Firefighters wear “structure gloves” to protect their hands. However, the structure gloves on the market today aren’t designed for the precision movements that first responders must perform, the U.S. Department of Homeland Security says.
“Firefighters have been using bulky leather structure gloves for many years,” says Greg Price, director of Responder Technologies, a division within Homeland Security’s Science and Technology Directorate. “The new tools firefighters use in the field enhance their mission, but the gloves haven’t updated with the technology.”
Price and his colleagues are seeking to change that. Price is overseeing the development of an improved, less bulky structure glove “merging the needs of firefighters with available technology and improved materials,” Homeland Security says.
Developed in partnership with NanoSonic and Shelby Specialty Gloves, the department says its improved structure firefighting glove is a combination of traditional materials and NanoSonic’s HybridShield insulated materials that are water-repellent as well as heat- and puncture-resistant.
Homeland Security’s Science and Technology Directorate asked Germantown, Tenn.-based Shelby Specialty Gloves to take the glove one step further. Homeland Security asserts that the resulting product is “a lightweight, improved-form and better-fitting structure glove.”
The project underwent multiple stages of research and testing to ensure that the selected materials were durable enough to handle field conditions. In 2012, Homeland Security shipped glove prototypes to multiple fire departments for testing.
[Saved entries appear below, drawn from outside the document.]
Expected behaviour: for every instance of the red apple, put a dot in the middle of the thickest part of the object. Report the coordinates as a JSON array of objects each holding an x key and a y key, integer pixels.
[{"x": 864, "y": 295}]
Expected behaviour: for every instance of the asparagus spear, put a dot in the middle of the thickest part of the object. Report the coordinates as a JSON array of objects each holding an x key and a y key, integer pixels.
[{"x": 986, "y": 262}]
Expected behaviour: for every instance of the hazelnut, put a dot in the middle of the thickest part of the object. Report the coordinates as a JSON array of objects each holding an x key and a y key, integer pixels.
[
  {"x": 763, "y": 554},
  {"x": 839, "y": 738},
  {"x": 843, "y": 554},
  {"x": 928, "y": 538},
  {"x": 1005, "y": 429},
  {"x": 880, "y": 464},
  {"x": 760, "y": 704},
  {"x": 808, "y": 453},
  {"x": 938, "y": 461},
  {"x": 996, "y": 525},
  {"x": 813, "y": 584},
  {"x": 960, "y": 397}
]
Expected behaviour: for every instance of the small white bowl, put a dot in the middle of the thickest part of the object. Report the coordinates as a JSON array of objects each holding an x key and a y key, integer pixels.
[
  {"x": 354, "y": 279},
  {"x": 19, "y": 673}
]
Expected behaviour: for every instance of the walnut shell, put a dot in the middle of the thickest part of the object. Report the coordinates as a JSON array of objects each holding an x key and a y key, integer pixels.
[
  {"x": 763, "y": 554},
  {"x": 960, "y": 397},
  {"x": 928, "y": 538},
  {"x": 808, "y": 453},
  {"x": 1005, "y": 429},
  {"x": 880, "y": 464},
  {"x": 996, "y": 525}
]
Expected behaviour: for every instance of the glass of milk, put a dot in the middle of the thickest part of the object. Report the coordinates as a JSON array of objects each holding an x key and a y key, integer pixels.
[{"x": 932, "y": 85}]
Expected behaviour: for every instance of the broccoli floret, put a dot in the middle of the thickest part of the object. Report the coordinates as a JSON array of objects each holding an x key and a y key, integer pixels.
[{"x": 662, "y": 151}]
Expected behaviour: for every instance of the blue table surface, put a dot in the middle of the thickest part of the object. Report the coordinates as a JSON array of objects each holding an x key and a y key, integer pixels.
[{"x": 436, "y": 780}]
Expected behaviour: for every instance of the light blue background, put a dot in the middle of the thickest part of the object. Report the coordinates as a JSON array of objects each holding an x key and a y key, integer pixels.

Each iteration incorporated improvements based on firefighters’ feedback.
The current version of the glove was assessed in 2013, and evaluated against five categories: ease of donning and doffing; proper fit; puncture resistance; dexterity; and thermal protection and heat dissipation.
The improved structure glove received glowing reviews, according to Homeland Security.
“The enhanced fit allows firefighters to perform even the most delicate of tasks, such as inserting a key into a lock,” Homeland Security says. “Firefighters noted heat resistance, don-and-doff ability and overall comfort and flexibility as key improvements in the improved structure glove.”
The final round of testing is underway. The department says it expects the glove to meet current National Fire Protection Association (NFPA) standards.
“If we stay on our current schedule, we hope to have the gloves NFPA-certified and available for commercial purchase by third-quarter 2014,” Price says.